Ren Wenjun

Personal information
- Nationality: China
- Born: 15 January 1992 (age 34) Binzhou, Shandong, China
- Height: 1.75 m (5 ft 9 in)
- Weight: 67 kg (148 lb)

Sport
- Sport: Canoeing
- Event: Sprint canoe

Medal record
Women's canoe sprint
Representing China
Asian Games
| Gold medal – first place | 2010 Guangzhou | K-4 500 m |
| Gold medal – first place | 2014 Incheon | K-4 500 m |
| Silver medal – second place | 2014 Incheon | K-2 500 m |
Asian Championships
| Gold medal – first place | 2011 Tehran | K-2 500 m |
| Gold medal – first place | 2011 Tehran | K-2 1000 m |
| Gold medal – first place | 2011 Tehran | K-4 500 m |
| Gold medal – first place | 2015 Palembang | K-2 500 m |
| Gold medal – first place | 2015 Palembang | K-4 500 m |
| Gold medal – first place | 2017 Shanghai | K-4 200 m |
| Gold medal – first place | 2017 Shanghai | K-4 500 m |
| Silver medal – second place | 2013 Samarkand | K-4 500 m |
| Silver medal – second place | 2017 Shanghai | K-2 200 m |

= Ren Wenjun =

Chinese canoeist

Ren Wenjun (任文君 (Rén Wénjūn); born January 15, 1992, in Binzhou, Shandong) is a Chinese sprint canoeist. She won a gold medal, as a member of the Chinese women's kayak four team, at the 2010 Asian Games in Guangzhou, China, with a time of 1:34.440. This was despite 2010 being the year Ren made her international debut.

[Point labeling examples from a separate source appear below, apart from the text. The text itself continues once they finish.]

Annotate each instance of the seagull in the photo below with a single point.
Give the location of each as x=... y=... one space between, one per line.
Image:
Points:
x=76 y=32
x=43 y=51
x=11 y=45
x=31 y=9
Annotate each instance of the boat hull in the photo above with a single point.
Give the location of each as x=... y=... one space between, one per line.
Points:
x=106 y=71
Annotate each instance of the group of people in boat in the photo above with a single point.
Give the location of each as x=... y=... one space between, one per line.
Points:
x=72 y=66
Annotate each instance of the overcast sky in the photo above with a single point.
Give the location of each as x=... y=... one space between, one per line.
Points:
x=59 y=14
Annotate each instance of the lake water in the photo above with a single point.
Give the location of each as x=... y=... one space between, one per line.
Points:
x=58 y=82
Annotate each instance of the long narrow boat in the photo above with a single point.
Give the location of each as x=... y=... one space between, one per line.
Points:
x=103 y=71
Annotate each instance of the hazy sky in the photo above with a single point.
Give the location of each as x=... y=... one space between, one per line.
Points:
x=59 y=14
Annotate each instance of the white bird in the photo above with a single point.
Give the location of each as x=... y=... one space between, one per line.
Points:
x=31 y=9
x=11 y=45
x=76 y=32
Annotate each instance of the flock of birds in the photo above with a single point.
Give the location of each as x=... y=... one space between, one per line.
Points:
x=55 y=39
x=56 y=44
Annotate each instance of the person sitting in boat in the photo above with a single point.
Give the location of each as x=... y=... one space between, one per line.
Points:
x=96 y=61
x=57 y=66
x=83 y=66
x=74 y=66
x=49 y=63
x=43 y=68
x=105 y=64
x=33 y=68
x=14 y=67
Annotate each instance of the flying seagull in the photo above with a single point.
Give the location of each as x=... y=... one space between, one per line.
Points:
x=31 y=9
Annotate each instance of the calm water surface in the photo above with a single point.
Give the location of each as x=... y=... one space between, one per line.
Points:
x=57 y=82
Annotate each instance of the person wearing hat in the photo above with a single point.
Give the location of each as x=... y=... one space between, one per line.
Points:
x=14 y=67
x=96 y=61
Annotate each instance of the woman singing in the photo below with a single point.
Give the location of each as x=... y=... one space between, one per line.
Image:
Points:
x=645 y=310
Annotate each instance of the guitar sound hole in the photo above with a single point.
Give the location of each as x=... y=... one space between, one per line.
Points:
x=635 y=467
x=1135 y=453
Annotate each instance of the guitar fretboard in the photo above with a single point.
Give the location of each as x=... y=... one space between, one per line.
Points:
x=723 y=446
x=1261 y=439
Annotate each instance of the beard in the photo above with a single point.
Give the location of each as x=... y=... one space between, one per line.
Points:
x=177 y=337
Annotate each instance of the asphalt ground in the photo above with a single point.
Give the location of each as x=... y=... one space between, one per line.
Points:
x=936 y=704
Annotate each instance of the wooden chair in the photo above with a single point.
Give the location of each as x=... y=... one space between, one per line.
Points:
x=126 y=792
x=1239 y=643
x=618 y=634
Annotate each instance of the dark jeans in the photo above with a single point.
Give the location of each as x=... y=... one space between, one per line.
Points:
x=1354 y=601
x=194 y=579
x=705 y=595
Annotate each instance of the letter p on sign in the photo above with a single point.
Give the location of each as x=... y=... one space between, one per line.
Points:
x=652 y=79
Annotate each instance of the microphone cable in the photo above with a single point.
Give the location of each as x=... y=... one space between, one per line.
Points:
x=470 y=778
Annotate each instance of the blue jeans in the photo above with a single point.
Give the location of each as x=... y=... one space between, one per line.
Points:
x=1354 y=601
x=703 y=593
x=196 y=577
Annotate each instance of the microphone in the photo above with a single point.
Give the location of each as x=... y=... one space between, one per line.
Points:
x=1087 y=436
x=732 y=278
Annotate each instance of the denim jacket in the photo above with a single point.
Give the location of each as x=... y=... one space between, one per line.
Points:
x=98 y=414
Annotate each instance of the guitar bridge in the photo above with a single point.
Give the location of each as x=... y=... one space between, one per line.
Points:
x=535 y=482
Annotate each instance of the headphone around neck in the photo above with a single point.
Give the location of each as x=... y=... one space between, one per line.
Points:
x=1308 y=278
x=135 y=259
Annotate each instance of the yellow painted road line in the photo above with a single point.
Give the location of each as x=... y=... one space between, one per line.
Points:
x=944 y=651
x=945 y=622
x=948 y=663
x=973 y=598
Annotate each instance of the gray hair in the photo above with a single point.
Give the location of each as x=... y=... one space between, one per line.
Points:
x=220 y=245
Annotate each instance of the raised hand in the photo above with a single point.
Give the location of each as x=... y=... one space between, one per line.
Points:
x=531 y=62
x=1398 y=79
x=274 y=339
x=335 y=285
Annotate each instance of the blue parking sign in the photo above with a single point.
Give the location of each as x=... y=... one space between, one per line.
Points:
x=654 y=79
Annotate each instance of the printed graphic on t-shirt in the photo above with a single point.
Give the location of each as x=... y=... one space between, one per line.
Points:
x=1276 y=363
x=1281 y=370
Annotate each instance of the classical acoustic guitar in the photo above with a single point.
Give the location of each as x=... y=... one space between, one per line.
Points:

Ren represented China at the 2012 Summer Olympics in London, where she competed in the women's K-4 500 metres, along with her teammates Yu Lamei, Liu Haiping, and Li Zhangli. Ren and her team, however, fell short in their bid for the final, as they finished last in the semi-final round by eighteen hundredths of a second (0.18) behind the Serbian team (led by Antonia Horvat-Panda), recording the slowest time of 1:34.004.

Ren won a second gold medal at the 2014 Asian Games, also in the women's K-4 500m, with Huang Jieyi, Ma Qing and Liu Haiping. She also won silver in the K-2 500 m with Ma.

At the 2016 Olympics, she competed in the women's K-2 500 metres (with Ma Qing), finishing in 14th place, and in the women's K-4 500 m (with Liu Haiping, Ma Qing and Li Yue), finishing in 11th.